Saturday, February 15, 2014

The next day... How many students?

After thinking about this last night, I realized that there was probably a simple solution to the discrepancy... if only I could figure it out.  

The basic problem is that the Census numbers of post-graduates was VERY different than the numbers from the NSF.  For example:  

     1986 - Census reports that the US graduated 100,000 doctoral students.  

     1986 - NSF reports that the US graduated 30,000 doctoral students.  

That's quite a gap.  Clearly, there's something different in the way they're both counting doctors.  

When I'm stuck on a problem like this, I will consciously try to take a very different look at the problem.  This morning I thought "Let's try Google Books!"  

So I did this query on Books: 

     [ number of doctorates awarded in US ] 

The number 1 hit was for a book called "OECD Science, Technology and Industry Scoreboard 2007"  This seems like a pretty credible source (when you look up OECD, the "About this site" link tell you that it's "The Organisation for Economic Co-operation and Development.. an international economic organisation of 34 countries founded in 1961 to stimulate economic progress and world trade...")  

Interestingly, the page that I read included the phrase "the definition of postdoctorates differs among academic disciplines, universities and sectors.  For the US NSF, postdoctorates include 'individuals with science and engineering degrees  Ph.D.'s, M.D's, D.D.S's, or D.V.M's (including foreign degrees equivalent to US doctorates)."  It goes on to point out that this includes the natural sciences, mathematics, social/behavioral sciences...  

Maybe the issue is just with the definition of post-graduate degrees.  

To simplify things, I closed all of my open tabs and spreadsheets and started from scratch.  

Aside:  Because I thought this challenge would be pretty simple, I didn't bother writing down the provenance--that is, where the data came from--because I knew where each dataset had originated.  Overnight, though, all that temporary knowledge was lost.  It was a dumb move on my part.  Note to self:  ALWAYS write down where your data comes from!

I refound the Census data and the NSF data and for comparison, I found data from the NCES (National Center for Education Statistics).   

Census data set.  (See table 815 "Doctorates awarded by field of study and year of doctorate")  

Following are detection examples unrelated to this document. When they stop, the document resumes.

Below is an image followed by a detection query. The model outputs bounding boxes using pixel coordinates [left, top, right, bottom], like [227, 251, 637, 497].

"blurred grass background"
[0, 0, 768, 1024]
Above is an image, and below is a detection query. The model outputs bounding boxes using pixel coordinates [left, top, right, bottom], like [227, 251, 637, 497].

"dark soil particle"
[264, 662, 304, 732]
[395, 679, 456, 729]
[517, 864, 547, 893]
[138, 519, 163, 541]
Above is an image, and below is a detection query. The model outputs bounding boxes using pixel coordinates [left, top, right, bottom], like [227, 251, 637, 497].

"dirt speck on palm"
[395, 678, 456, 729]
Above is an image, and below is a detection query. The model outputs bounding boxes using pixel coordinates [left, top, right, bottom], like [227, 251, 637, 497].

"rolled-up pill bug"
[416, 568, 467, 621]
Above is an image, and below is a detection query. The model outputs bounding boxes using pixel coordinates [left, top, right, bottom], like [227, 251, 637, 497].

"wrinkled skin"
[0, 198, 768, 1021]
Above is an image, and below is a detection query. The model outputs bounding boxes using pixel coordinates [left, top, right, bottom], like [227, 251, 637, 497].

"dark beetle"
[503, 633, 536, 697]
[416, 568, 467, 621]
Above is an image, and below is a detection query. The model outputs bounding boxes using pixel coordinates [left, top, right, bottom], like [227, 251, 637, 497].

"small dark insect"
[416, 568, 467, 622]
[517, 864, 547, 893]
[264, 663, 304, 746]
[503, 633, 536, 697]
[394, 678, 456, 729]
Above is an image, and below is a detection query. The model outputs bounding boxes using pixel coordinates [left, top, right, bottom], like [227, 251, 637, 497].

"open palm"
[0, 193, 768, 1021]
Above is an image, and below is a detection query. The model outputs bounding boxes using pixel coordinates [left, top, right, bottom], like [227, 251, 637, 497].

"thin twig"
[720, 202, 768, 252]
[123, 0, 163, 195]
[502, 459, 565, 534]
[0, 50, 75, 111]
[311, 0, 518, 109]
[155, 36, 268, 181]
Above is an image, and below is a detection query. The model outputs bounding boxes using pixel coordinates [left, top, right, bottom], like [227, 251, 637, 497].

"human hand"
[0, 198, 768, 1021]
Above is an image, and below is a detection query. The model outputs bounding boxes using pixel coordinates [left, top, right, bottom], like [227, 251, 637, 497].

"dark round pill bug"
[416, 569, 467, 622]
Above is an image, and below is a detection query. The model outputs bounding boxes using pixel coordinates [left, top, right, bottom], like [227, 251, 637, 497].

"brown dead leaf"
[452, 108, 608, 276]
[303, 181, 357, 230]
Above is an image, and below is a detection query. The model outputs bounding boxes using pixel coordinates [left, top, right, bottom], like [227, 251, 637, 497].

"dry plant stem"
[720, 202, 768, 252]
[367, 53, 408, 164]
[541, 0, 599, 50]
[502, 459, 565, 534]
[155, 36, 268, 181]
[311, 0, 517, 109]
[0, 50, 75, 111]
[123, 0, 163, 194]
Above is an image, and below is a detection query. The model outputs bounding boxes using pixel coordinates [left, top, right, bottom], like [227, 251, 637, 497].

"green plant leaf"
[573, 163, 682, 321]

NSF data set.   (See table 2.  "Institutions and doctorate recipients per institution: 1972–2012")  

NCES data set.  (SeeTable 318.20. "Bachelor's, master's, and doctor's degrees conferred by postsecondary institutions, by field of study: Selected years, 1970-71 through 2011-12") 

But NOW I had an idea:  Was there some way to subtract out some of the non-science-and-engineering disciplines to make the Census data match the NSF data?  

This time around I read the metadata more carefully.  See the note /5/ on the NCES data set?  It says: 

\5\ Includes Agriculture and natural resources; Architecture and related services; Communication, journalism, and related programs; Communications technologies; Family and consumer sciences/human sciences; Health professions and related programs; Homeland security, law enforcement, and firefighting; Legal professions and studies; Library science; Military technologies and applied sciences; Parks, recreation, leisure, and fitness studies; Precision production; Public administration and social services; Transportation and materials moving; and Not classified by field of study.
Thank heavens for good metadata that's inserted into the spreadsheet.  (Note to search-researchers:  This is an excellent practice that all of us should do.  ALWAYS add metadata!)  

That matches up (more or less) with what I'd read about in the OECD's report.  

I poured these three data sets into my spreadsheet in the tab labeled "Postgraduate numbers."  Note that I excluded Masters degrees and focused solely on PhDs just to debug this problem.  

That description above (of \5\ ) is the Other I'd been looking for.  

If you subtract all of the PhD's labeled as "Other" in the spreadsheet (see column J in my spreadsheet: here I've done the subtraction and then copied these values over into the NCES column on the other tab).  

Then, another quick chart to compare values and... 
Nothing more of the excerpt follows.